“Every night as I gazed up at the window I said softly to myself the word paralysis. It had always sounded strangely in my ears, like… the word simony in the Catechism.”

The window in question belongs to Father Flynn. Here, the narrator walks past Father Flynn’s home to see if he has died after being paralyzed by his third stroke. He attempts to come to terms with his mentor’s paralysis and reflects that it is a strange word. He compares it to “simony,” which he also finds to be a strange word. This is a reference to the buying or selling of ecclesiastical privileges like pardons or benefices. Joyce implies that Father Flynn is religiously corrupt by linking him with simony. 

“And what do you think but there [Father Flynn] was, sitting up by himself in the dark in his confession-box, wide-awake and laughing-like softly to himself?”
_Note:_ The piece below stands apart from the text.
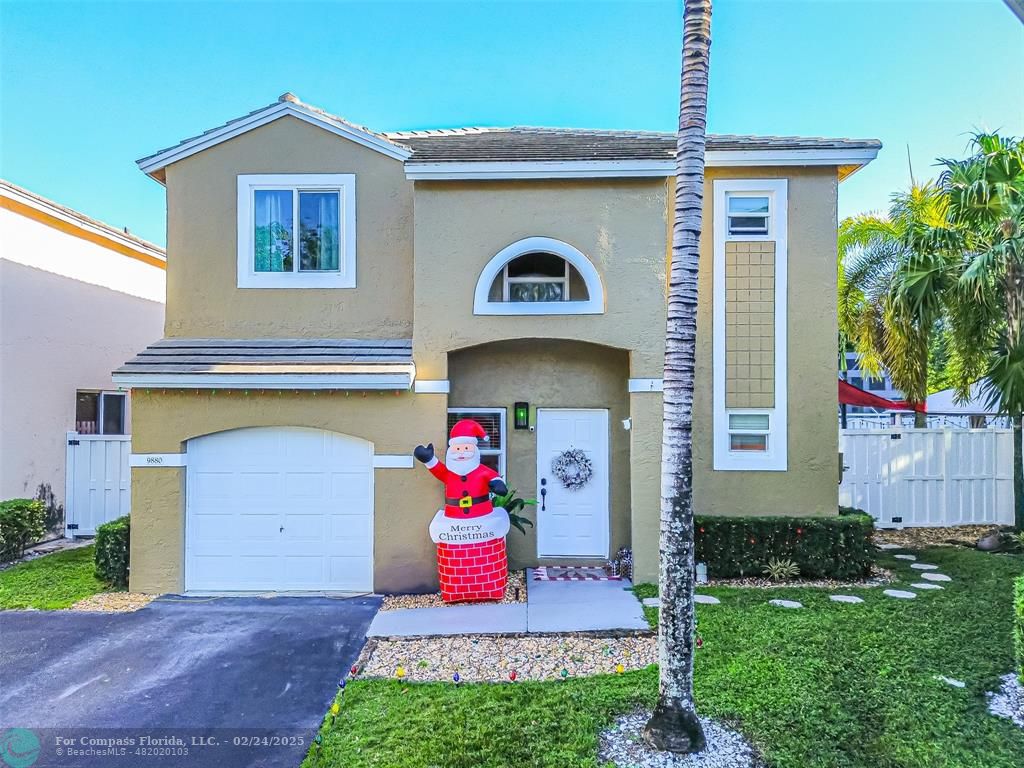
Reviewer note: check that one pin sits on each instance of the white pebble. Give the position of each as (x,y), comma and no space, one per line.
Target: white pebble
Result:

Eliza Flynn delivers this line at the very end of the text when she tells the narrator and his aunt that they all knew that Father Flynn was sick when he went missing until two priests found him laughing to himself in a confession booth. Father Flynn went mad within the confines of his own church which symbolizes his deteriorating relationship with the priesthood. Here, Joyce suggests that the rituals of religion lead to corruption. The crippling quality of religion resurfaces in other stories like “Grace,” in which Joyce more directly questions the role of the Church in the lives of Dubliners.